CS19: Reinforcement Models: Elephant Random Walk
Organizer: Krishanu Maulik (Indian Statistical Institute)
Step Reinforced Random Walks with Regularly Varying Memory
Aritra Majumdar
The Step Reinforced Random Walk (SRRW) is a generalization of the usual random walk with memory. The walker, at every epoch, chooses a past step uniformly at random; repeats it with probability \(p\) or innovates with probability \(1-p\), independent of the past. Here, \(p\) is called the memory parameter. The SRRW has been a subject of great interest in the last few decades, since it exhibits a phase transition from diffusive to superdiffusive behavior, based on \(p\) unlike the usual walk. Bertenghi and Laulin (2024) studied a variant of the SRRW in which the past step is selected with probability proportional to a weight sequence that is regularly varying of index \(\gamma>-1\). The innovation steps were assumed to be independent and identically distributed with finite variance. The law of large numbers and fluctuations around the large number limit have been obtained for certain values of \(p\in \left(\frac{\gamma}{\gamma+1},\frac{\gamma+1/2}{\gamma+1}\right)\) and \(\gamma\geq 0\). In this talk, we shall provide a complete picture of the limiting behavior of the random walk; the law of large numbers and functional limit theorems for all \(p\in[0,1]\) and \(\gamma>-1\). We discuss the phase transition emerging in such a walk with novel superdiffusive scalings in the critical regime. Along with the usual \(\sqrt{n\log n}\) scale observed for the SRRW, a variety of different scalings (e.g. \(\sqrt{n(\log n)^{\frac{1}{2}}}\), \(\sqrt{n(\log n)^{-2}}\), \(\sqrt{n\log n\log\log n}\) etc.) appear in the generalized walk. Further, depending on the scaling exponent, one can have both almost sure and weak functional limit theorems in the critical regime, in contrast to the usual SRRW where only weak limits are observed.

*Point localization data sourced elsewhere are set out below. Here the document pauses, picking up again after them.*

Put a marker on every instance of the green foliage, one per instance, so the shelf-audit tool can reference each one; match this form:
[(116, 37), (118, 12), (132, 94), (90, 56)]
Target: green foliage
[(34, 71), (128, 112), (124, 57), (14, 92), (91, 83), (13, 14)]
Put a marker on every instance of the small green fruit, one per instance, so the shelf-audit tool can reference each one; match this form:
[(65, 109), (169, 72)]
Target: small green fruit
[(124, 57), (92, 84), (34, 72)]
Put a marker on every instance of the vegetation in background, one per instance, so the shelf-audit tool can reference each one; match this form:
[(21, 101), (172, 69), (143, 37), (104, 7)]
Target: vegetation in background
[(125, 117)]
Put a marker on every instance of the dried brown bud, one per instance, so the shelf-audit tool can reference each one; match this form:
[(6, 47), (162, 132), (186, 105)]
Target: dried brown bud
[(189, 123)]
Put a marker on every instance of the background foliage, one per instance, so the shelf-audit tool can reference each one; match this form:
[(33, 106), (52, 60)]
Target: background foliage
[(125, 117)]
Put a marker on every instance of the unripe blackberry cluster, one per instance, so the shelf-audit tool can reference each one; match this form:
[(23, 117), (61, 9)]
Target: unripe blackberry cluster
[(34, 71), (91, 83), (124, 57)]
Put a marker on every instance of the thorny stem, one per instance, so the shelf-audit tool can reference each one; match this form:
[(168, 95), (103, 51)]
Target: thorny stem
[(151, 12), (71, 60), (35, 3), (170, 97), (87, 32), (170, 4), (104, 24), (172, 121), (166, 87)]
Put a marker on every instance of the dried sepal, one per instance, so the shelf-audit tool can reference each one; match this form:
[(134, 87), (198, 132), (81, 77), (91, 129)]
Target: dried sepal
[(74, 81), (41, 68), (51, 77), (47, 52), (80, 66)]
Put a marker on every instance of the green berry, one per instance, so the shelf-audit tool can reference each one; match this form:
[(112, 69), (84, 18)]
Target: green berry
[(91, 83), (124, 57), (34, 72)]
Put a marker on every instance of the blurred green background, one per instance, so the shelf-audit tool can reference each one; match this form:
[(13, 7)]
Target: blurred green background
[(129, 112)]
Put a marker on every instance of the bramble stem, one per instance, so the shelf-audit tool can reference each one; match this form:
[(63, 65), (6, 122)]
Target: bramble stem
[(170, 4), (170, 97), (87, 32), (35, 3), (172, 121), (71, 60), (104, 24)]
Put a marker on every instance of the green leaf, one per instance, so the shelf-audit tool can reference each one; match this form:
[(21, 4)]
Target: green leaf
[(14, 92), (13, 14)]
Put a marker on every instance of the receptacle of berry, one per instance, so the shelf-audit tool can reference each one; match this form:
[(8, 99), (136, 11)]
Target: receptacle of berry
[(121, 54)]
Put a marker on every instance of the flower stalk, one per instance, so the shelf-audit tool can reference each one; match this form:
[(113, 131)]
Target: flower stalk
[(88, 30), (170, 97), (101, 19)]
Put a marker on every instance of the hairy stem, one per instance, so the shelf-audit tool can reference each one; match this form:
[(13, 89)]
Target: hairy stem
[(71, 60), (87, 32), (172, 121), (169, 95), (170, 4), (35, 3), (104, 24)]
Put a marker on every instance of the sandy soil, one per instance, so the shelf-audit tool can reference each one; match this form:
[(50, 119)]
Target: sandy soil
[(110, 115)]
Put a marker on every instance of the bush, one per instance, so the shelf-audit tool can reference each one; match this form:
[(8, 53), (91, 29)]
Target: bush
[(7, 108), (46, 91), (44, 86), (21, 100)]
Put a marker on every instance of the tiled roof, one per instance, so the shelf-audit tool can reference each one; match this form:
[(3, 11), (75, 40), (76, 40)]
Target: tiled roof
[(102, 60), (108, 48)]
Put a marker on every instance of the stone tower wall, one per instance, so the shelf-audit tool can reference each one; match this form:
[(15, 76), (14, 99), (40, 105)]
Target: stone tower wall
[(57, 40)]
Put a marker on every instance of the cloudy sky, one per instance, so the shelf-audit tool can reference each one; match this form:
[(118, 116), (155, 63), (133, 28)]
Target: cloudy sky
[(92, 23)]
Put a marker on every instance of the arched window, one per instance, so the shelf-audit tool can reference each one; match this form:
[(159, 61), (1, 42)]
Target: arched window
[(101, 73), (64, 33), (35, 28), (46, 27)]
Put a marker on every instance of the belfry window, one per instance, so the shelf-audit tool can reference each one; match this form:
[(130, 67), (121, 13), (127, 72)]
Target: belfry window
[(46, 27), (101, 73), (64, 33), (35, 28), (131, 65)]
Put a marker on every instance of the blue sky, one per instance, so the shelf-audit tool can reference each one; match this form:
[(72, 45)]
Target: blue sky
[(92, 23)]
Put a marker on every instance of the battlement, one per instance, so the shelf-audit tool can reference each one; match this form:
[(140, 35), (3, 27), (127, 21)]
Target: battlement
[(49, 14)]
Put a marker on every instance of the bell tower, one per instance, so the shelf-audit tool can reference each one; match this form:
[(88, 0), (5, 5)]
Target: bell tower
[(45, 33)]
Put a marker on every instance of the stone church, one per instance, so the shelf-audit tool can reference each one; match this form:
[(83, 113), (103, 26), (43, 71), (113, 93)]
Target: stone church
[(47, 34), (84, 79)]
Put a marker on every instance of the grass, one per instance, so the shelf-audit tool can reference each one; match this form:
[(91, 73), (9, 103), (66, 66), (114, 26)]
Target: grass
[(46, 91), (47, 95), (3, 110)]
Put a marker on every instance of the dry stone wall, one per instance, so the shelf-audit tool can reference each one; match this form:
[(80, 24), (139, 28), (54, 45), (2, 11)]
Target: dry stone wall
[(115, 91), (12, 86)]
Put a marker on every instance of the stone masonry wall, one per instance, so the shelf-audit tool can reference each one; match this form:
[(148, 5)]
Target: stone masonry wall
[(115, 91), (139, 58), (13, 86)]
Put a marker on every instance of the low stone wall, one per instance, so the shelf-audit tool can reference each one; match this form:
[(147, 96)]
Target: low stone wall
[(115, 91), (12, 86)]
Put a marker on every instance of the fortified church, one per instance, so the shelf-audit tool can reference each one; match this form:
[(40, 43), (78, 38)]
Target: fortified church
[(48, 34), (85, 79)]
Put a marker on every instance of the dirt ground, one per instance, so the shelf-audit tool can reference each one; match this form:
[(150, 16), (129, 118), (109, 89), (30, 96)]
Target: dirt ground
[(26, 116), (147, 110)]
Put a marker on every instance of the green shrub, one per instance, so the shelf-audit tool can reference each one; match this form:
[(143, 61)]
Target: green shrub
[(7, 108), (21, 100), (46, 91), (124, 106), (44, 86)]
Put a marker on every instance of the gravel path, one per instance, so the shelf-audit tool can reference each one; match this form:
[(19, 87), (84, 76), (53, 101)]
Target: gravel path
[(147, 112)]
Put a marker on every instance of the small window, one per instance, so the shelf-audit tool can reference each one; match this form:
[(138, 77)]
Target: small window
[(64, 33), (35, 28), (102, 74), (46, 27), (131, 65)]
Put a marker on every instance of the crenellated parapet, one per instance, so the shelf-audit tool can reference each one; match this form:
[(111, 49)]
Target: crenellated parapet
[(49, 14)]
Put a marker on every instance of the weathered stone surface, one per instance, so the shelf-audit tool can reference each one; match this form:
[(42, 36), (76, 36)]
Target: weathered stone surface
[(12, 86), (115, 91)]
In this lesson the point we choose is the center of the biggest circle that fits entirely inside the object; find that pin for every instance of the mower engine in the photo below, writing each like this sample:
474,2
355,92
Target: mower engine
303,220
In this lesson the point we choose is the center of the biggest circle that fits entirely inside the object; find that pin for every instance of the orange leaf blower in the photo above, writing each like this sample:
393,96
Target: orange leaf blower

The talk is based on a joint work with Krishanu Maulik \[2\].
\([1]\) Bertenghi, M. and Laulin, L. (2024). A universal scaling limit for diffusive amnesic step-reinforced random walks. ALEA Lat. Am. J. Probab. Math. Stat., 22(1): 517-536.
\([2]\) Majumdar, A. and Maulik, M. (2025). Limit theorems for step reinforced random walks with regularly varying memory. arXiv preprint arXiv: 2505.05921.
Some results for variations of the Elephant random walk
Ulrich Stadtmüller
Elephant random walks are random walks with steps \(\pm1\) depending on the whole past. In this talk we will discuss limit theorems for various variations of such walks, e.g., we will consider walks were the Elephant has a restricted memory only, remembering, e.g., only the last few or first few steps or walks were the Elephant may stop from time to time. For some results see e.g. \([1]\).
Bibliography
\([1]\) Gut, A., Stadtmüller, U., Elephant random walks: a review, Ann.
Univ. Sci. Budapest, Sect. Comp. 54 (2023), 171-198
Elephant Random Walk with multiple extractions
Simone Franchini
Consider a generalized Elephant Random Walk in which the step is chosen by selecting \(k\) previous steps, with \(k\) odd, then going in the majority direction with probability \(p\) and in the opposite direction otherwise. In the \(k=1\) case, the model is the original one, and can be solved exactly by analogy with Friedman’s urn. However, the analogy cannot be extended to the \(k>2\) case already. In this paper we show how to treat the model for each k by analogy with the more general urn model of Hill, Lane and Sudderth. Interestingly, for \(k>2\) we find a critical dependence from the initial conditions above certain values of the memory parameter \(p\), and regions of convergence with entropy that is sub-linear in the number of steps.